Koncuk: Memuru borç batağına saplayanlar utansın

Koncuk: Memuru borç batağına saplayanlar utansın

Genel Başkanımız İsmail Koncuk Kanal B TV’de yayınlanan “GÜNCEL” programına konuk oldu.

Genel Başkanımız İsmail Koncuk Kanal B TV’de yayınlanan “GÜNCEL” programına konuk oldu.
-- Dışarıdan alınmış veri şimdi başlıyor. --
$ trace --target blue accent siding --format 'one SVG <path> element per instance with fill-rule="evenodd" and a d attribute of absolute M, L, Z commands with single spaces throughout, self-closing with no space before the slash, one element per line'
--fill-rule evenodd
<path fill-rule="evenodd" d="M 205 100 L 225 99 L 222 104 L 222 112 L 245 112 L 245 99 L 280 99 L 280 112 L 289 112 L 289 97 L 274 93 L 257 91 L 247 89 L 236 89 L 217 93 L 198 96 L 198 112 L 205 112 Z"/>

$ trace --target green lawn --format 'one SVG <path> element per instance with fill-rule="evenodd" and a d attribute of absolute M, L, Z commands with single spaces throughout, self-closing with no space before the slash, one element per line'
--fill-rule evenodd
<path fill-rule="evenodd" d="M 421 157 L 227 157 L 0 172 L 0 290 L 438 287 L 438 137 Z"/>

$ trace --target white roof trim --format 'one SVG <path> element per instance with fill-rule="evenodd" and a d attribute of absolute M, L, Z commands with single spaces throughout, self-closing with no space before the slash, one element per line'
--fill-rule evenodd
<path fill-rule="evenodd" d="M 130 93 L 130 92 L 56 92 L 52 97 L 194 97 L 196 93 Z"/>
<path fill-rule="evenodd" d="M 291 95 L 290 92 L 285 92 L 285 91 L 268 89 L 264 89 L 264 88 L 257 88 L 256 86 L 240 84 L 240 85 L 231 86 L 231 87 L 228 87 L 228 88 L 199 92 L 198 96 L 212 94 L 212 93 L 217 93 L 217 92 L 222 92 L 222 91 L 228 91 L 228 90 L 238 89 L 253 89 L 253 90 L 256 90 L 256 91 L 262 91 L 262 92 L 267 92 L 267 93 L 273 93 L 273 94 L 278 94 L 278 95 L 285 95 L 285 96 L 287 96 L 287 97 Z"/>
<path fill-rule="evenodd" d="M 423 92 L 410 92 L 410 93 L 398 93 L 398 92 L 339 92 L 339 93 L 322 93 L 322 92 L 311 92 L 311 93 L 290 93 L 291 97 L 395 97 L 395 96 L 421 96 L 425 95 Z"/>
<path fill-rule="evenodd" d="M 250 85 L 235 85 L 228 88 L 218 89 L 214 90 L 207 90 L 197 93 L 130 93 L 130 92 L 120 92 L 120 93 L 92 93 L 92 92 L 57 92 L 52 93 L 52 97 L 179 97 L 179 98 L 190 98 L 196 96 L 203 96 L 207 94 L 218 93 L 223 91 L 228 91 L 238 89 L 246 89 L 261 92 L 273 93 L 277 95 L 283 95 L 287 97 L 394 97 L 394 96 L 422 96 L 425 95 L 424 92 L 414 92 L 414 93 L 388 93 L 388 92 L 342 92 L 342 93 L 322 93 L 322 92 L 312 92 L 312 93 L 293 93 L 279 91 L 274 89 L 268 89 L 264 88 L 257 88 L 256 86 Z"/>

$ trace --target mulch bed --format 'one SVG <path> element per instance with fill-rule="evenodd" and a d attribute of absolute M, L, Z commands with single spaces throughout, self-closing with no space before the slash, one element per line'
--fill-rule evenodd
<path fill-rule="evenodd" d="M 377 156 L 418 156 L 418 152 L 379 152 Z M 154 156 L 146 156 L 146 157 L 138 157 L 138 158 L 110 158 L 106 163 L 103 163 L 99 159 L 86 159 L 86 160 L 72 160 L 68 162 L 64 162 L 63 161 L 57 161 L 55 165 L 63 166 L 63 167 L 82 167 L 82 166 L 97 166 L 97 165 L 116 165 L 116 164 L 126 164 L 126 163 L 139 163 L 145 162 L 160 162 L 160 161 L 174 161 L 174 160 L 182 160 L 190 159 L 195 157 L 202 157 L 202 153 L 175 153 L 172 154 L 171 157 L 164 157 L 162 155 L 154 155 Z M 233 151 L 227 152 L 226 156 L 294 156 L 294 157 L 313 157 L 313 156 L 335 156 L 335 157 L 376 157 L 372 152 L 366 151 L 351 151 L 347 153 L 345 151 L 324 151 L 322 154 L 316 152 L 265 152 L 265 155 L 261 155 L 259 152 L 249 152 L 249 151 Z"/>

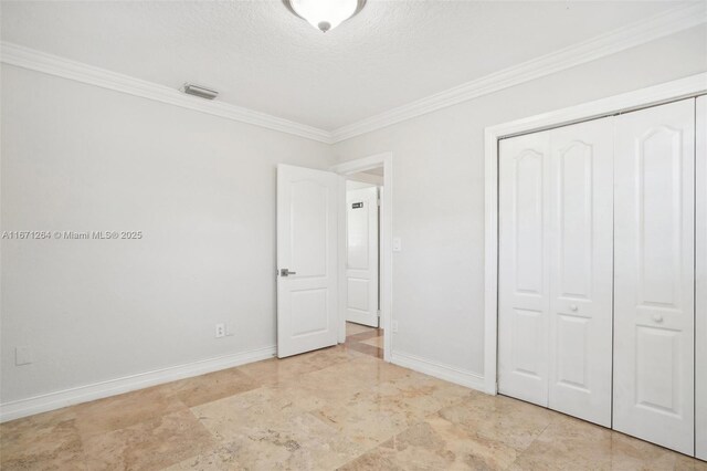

Genel Başkanımız, Türkiye Kamu-Sen’in yaptığı ve büyük ses getiren “Memurların borçlanma ve borç yapıları” anket sonuçları ile ülke gündeminde yer bulan birçok başlığı değerlendirdi.

 

KONCUK: KÖMÜR,PİRİNÇ VE MAKARNA DAĞITARAK SOSYAL DEVLET OLUNMAZ

Türkiye ekonomisi’nin çok ciddi bir sıkıntı içinde olduğunun altını çizen Genel Başkan İsmail Koncuk, bir sosyal devlet olmanın gereğinin bile yerine getirilemediğine vurgu yaptı. Koncuk, “Bütün alanlarda ciddi bir atama problemi yaşanmaktadır. Üst üste koyduğumuz zaman 5 milyon civarında gencimiz işsiz. İktidarların görevi adil bir gelir dağılımı sağlamaktır. Sosyal devlet nedir? Sosyal devlet makarna ve kömür dağıtan devlet değildir, sosyal devlet vatandaşlarına asgari ölçüde geçim sağlayabilen ve vatandaşlarına iş bulabilen devlettir. Türkiye 75 milyon nüfusa sahip bir ülke. Geçtiğimiz günlerde bir uzman Türkiye’nin 750 milyon insan besleyebilir diyor. Biz daha 75 milyonu besleyemiyoruz. Türkiye daha sosyal devlet olmanın bile gereğini yerine getiremiyor.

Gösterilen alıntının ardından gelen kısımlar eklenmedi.